Da una politica più conciliante con la Russia alla creazione di un fashion hub all’estero riservato alle PMI italiane. Obiettivo: agevolare, snellire e velocizzare le procedure di acquisto da parte dei clienti. Sono alcune delle proposte che gli imprenditori della scarpa italiana che stanno esponendo a Obuv Moscow indirizzano al Governo italiano chiedendo di sostenere le aziende alle prese con le sanzioni e le difficoltà del mercato russo. Governo che, per ora, nonostante le pressioni e le polemiche, non ha accolto nessuna delle richieste presentate.

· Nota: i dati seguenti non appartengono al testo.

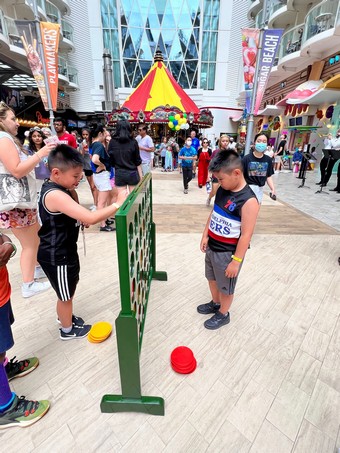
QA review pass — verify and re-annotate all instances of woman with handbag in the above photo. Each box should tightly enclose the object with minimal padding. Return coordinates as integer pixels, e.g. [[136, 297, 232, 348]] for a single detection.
[[27, 127, 51, 194], [0, 102, 55, 297]]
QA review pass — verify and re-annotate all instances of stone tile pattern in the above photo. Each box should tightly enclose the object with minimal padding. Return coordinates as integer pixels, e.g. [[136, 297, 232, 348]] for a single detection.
[[1, 170, 340, 453]]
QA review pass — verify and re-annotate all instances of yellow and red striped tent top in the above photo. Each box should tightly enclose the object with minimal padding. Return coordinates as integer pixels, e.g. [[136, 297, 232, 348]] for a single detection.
[[122, 61, 200, 113]]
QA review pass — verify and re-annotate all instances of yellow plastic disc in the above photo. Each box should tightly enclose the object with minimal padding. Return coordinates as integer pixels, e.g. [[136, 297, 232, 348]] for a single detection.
[[89, 321, 112, 340]]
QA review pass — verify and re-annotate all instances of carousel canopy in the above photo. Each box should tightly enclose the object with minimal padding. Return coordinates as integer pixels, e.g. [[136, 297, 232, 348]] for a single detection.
[[108, 51, 213, 127]]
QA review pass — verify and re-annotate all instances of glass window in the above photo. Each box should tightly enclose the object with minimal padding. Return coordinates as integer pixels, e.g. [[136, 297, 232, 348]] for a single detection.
[[101, 0, 220, 89]]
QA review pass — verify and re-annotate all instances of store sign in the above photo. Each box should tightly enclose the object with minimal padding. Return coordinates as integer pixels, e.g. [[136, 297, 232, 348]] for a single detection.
[[15, 20, 60, 110], [253, 29, 283, 115], [242, 28, 260, 112]]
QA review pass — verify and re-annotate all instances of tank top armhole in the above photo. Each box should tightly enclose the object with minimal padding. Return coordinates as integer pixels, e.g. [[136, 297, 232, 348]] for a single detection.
[[41, 187, 62, 215]]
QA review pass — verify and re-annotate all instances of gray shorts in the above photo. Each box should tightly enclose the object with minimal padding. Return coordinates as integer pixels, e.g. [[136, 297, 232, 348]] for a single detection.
[[205, 247, 242, 296]]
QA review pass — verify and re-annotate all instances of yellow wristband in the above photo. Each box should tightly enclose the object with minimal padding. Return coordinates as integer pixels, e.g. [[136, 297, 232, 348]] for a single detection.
[[231, 255, 243, 263]]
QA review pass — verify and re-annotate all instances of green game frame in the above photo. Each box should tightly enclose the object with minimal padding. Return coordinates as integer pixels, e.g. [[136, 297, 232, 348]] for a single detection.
[[100, 173, 167, 415]]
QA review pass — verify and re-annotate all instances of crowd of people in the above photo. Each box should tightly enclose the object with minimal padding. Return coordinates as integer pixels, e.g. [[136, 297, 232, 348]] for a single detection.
[[0, 102, 340, 428]]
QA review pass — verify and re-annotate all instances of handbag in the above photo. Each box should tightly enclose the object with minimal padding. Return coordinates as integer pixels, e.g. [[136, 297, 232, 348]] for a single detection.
[[0, 134, 37, 212], [34, 157, 51, 180]]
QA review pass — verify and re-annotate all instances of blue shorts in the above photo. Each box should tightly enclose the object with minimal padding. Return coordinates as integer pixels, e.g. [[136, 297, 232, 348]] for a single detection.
[[0, 299, 14, 354]]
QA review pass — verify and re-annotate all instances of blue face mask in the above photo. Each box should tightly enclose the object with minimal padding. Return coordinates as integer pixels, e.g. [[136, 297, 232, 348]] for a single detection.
[[255, 143, 267, 153]]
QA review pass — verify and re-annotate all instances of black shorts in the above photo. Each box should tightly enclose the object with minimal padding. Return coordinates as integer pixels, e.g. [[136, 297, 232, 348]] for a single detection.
[[0, 299, 14, 354], [39, 258, 80, 302], [115, 168, 139, 187]]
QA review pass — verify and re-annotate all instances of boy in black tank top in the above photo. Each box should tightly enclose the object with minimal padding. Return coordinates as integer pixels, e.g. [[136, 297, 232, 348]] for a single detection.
[[38, 145, 126, 340], [197, 150, 259, 330]]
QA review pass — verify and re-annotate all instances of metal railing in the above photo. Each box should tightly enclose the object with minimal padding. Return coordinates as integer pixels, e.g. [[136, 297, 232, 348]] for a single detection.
[[302, 0, 340, 43], [278, 24, 305, 60]]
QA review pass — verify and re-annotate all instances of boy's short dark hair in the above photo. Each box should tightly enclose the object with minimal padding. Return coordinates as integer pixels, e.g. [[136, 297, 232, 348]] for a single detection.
[[209, 149, 243, 174], [48, 144, 84, 171]]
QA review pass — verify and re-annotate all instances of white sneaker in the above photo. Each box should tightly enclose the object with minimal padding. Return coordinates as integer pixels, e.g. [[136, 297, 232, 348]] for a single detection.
[[21, 282, 51, 297], [34, 266, 46, 280]]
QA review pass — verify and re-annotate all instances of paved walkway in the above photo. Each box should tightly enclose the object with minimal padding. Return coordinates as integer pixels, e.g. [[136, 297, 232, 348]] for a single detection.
[[1, 169, 340, 453]]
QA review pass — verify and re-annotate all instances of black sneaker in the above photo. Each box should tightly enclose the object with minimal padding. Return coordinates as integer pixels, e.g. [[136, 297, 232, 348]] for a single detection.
[[59, 324, 92, 340], [0, 396, 50, 429], [5, 356, 39, 381], [204, 311, 230, 330], [57, 315, 85, 326], [197, 300, 221, 315]]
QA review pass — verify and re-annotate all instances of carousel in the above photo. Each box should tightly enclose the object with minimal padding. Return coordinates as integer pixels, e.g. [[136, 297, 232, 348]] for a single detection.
[[107, 50, 213, 137]]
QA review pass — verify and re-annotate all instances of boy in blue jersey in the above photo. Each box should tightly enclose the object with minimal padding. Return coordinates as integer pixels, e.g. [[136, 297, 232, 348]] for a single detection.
[[178, 137, 197, 194], [197, 150, 259, 330]]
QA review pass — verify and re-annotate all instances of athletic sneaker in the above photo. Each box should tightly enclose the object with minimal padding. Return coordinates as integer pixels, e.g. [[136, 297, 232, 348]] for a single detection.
[[204, 311, 230, 330], [21, 282, 51, 297], [34, 266, 47, 280], [59, 324, 92, 340], [57, 315, 85, 326], [197, 300, 221, 315], [5, 356, 39, 381], [0, 395, 50, 429]]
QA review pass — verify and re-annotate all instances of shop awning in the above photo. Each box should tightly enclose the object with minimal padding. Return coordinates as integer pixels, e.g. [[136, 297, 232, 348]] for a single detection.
[[256, 104, 282, 116], [276, 80, 323, 107], [229, 113, 243, 123]]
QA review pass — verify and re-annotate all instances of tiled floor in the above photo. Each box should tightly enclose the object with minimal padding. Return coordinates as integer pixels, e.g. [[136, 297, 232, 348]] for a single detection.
[[0, 170, 340, 453]]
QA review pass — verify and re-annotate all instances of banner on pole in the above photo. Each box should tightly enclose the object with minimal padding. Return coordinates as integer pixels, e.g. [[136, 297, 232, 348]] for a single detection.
[[15, 20, 60, 110], [242, 28, 260, 112], [40, 22, 60, 110], [253, 29, 283, 115]]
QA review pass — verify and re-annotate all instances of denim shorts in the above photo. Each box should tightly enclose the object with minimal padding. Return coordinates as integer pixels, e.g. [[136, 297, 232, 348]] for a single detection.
[[0, 299, 14, 353]]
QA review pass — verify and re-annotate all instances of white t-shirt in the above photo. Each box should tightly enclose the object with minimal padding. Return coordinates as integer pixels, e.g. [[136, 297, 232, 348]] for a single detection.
[[136, 135, 154, 164]]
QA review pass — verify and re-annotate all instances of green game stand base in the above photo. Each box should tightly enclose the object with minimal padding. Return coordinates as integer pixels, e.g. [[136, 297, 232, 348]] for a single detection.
[[100, 395, 164, 415]]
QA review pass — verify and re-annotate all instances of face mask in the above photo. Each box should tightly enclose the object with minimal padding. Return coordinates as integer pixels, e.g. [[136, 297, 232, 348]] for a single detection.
[[255, 143, 267, 153]]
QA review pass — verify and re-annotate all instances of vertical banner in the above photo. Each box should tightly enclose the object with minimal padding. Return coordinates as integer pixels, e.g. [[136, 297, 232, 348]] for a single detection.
[[40, 22, 60, 110], [242, 28, 260, 113], [15, 20, 60, 110], [253, 29, 283, 115]]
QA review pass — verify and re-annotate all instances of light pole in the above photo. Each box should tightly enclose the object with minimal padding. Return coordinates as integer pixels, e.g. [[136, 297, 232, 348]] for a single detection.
[[244, 0, 268, 154]]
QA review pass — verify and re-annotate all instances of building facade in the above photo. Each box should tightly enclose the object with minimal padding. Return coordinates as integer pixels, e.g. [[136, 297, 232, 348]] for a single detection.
[[0, 0, 249, 139], [70, 0, 249, 138], [248, 0, 340, 155]]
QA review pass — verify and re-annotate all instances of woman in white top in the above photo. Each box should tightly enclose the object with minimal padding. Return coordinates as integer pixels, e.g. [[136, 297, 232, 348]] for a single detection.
[[0, 102, 55, 297]]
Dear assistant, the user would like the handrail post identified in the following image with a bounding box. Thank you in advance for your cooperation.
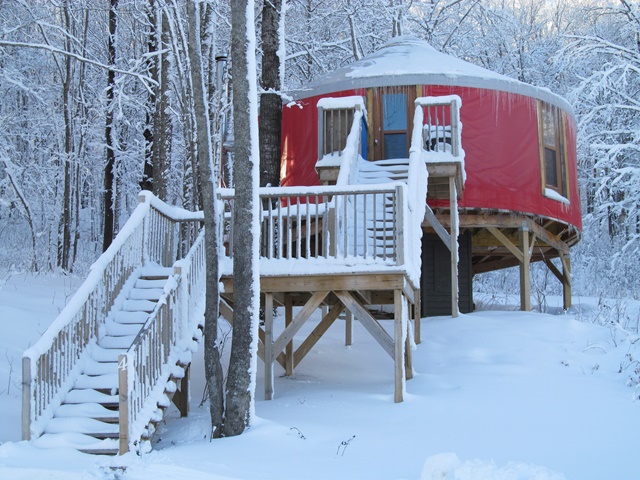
[22,357,31,440]
[118,354,129,455]
[394,185,405,266]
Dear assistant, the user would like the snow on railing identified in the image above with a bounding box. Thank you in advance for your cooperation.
[412,95,464,161]
[118,229,206,454]
[22,192,203,440]
[316,96,367,185]
[218,183,406,265]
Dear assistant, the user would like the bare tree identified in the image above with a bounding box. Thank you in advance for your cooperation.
[102,0,118,251]
[224,0,260,436]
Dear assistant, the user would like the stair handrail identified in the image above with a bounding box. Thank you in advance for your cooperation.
[316,95,367,185]
[22,191,203,440]
[118,228,206,455]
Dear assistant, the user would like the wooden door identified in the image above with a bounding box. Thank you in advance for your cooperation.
[369,86,416,160]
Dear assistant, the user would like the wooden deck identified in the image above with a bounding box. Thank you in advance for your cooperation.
[221,268,420,402]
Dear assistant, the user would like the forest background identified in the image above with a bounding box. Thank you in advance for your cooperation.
[0,0,640,308]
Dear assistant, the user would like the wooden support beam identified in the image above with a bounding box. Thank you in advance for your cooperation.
[293,303,344,367]
[344,310,353,347]
[518,224,531,312]
[118,354,129,455]
[393,290,407,403]
[413,289,422,345]
[264,293,280,400]
[273,290,329,353]
[449,177,458,318]
[284,295,295,376]
[424,205,451,248]
[171,363,191,417]
[560,253,571,310]
[487,226,524,263]
[334,290,395,358]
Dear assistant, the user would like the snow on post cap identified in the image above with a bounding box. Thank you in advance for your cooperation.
[292,36,573,114]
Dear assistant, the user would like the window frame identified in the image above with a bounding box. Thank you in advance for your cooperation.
[537,100,570,200]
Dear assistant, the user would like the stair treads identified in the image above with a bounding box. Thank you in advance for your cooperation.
[44,417,119,437]
[98,335,136,353]
[74,372,118,390]
[129,288,166,300]
[140,266,173,280]
[56,403,119,419]
[105,322,142,337]
[134,278,167,289]
[91,345,124,363]
[82,358,118,375]
[64,389,119,405]
[113,310,149,324]
[32,432,119,452]
[122,300,156,312]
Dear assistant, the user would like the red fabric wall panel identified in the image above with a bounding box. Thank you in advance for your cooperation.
[281,85,582,229]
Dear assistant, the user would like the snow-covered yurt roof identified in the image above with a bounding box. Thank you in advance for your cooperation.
[293,36,573,112]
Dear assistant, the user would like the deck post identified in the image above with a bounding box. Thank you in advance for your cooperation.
[118,354,129,455]
[560,252,571,310]
[393,290,405,403]
[449,176,458,318]
[413,288,422,345]
[264,293,274,400]
[284,295,294,377]
[22,357,31,440]
[519,224,531,312]
[344,310,353,347]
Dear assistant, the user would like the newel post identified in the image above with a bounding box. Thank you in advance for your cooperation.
[22,357,31,440]
[395,185,405,265]
[118,354,129,455]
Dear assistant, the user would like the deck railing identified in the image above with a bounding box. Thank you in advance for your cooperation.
[118,230,205,454]
[22,192,202,440]
[219,183,407,265]
[414,95,462,157]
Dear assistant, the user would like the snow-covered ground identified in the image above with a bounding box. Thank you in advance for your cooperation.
[0,275,640,480]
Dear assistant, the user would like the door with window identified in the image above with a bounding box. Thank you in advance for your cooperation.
[369,86,416,160]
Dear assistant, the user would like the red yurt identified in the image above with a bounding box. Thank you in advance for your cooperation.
[281,37,581,315]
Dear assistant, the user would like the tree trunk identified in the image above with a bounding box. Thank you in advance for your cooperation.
[187,0,224,437]
[58,0,75,271]
[140,0,159,192]
[259,0,282,187]
[102,0,118,252]
[224,0,260,436]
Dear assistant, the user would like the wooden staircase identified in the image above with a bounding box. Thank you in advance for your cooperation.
[33,267,187,455]
[355,158,409,256]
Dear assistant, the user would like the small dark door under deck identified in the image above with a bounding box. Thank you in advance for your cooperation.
[420,231,473,317]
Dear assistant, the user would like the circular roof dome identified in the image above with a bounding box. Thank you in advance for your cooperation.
[293,36,573,112]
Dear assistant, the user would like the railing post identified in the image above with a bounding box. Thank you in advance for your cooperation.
[22,357,31,440]
[318,107,325,160]
[395,185,405,265]
[118,354,129,455]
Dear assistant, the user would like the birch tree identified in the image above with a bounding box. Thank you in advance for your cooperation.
[224,0,260,436]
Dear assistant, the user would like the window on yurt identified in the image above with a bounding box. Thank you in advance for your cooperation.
[538,102,568,197]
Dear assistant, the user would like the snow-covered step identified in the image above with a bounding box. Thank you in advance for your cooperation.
[134,277,167,290]
[44,417,119,438]
[129,288,166,302]
[91,345,123,363]
[140,266,173,280]
[32,432,118,455]
[63,389,120,408]
[122,300,157,312]
[105,322,142,337]
[74,372,118,391]
[82,358,118,375]
[98,335,136,353]
[56,403,119,423]
[113,310,149,324]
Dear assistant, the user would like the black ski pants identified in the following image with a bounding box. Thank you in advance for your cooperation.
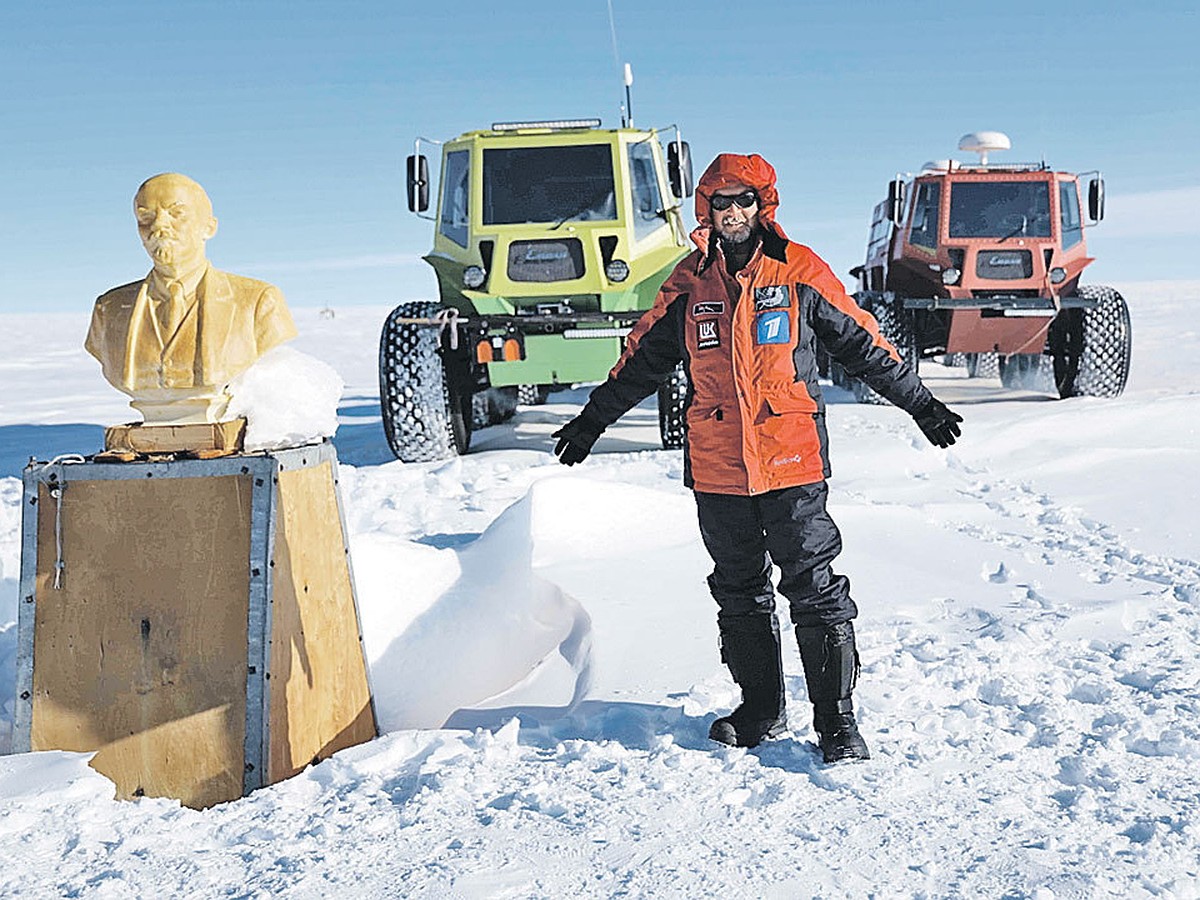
[695,481,858,628]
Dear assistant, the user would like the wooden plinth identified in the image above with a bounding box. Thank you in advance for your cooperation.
[101,416,246,462]
[14,444,376,808]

Quello che chiede la scarpa italiana
Circa un mese e mezzo fa, a Micam, Siro Badon, presidente di Assocalzaturifici, aveva presentato due proposte di sostegno per le aziende danneggiate dalle sanzioni applicate alla Russia da USA e Unione Europea. La prima: Cassa Integrazione a zero costi per le imprese, alla stessa stregua della “cassa covid”. La seconda: ristori per chi non poteva spedire a Mosca merci già prodotte. Un elenco più corposo lo aveva snocciolato il presidente di Camera Commercio Marche, Gino Sabbatini. Per esempio: riduzione dell’IVA per facilitare i consumi in Italia e CIG in deroga per salvaguardare gli addetti. Ma, anche: riattivazione della moratoria anche per i debiti tributari e ristori sulle calzature invendute.
Eccesso di dipendenza
Oggi da più parti si chiede alle imprese di ridurre la propria dipendenza dal mercato russo. Più facile a dirsi che a farsi. “Molte aziende hanno già diversificato dopo il 2014” afferma Andrea Brotini del brand toscano Pakerson. “Dare contributi per agevolare la partecipazione delle imprese alle fiere come approccio a nuovi mercati non serve. Un’azienda deve riorientare il prodotto, il marketing, ecc. Troppi soldi pubblici servirebbero… A questo punto chiederei al Governo un atteggiamento più conciliante, più morbido con il mercato russo”.
Un hub logistico
Anche il brand Pas de Rouge è a Obuv Moscow e il suo titolare, Mauro Zampieri, lancia la sua proposta. “Se fossi il Governo, coinvolgerei Sace, Simest, e una o due banche per realizzare un hub logistico capace di offrire quei servizi che oggi sono determinanti per concludere la vendita e che le PMI italiane non sono in grado di offrire”. Una sorta di “Casa Italia”, da realizzare, per esempio, negli Stati Uniti o in Cina, che sbroglierebbe e velocizzerebbe tutte i passaggi intermedi e burocratici tra la decisione di acquisto e il pagamento. “Così l’Italia si presenterebbe compatta e le PMI sarebbero in grado di offrire lo stesso servizio delle griffe” spiega Zampieri. “Il nostro cliente dovrebbe solo effettuare il pagamento. Inoltre, nello stesso hub, si potrebbe creare un outlet dove le imprese italiane decidono autonomamente se mettere in vendita le rimanenze di prodotto”. In questo modo, potrebbero “catturare anche i clienti più piccoli, trascurati per gli alti costi fissi delle procedure di spedizione e sdoganamento”. (mv)
Leggi anche:
-
Russia, chi vola a Obuv per colmare il vuoto lasciato dalle griffe
-
“Le sanzioni bloccano i pagamenti: il danno è a noi, non ai russi”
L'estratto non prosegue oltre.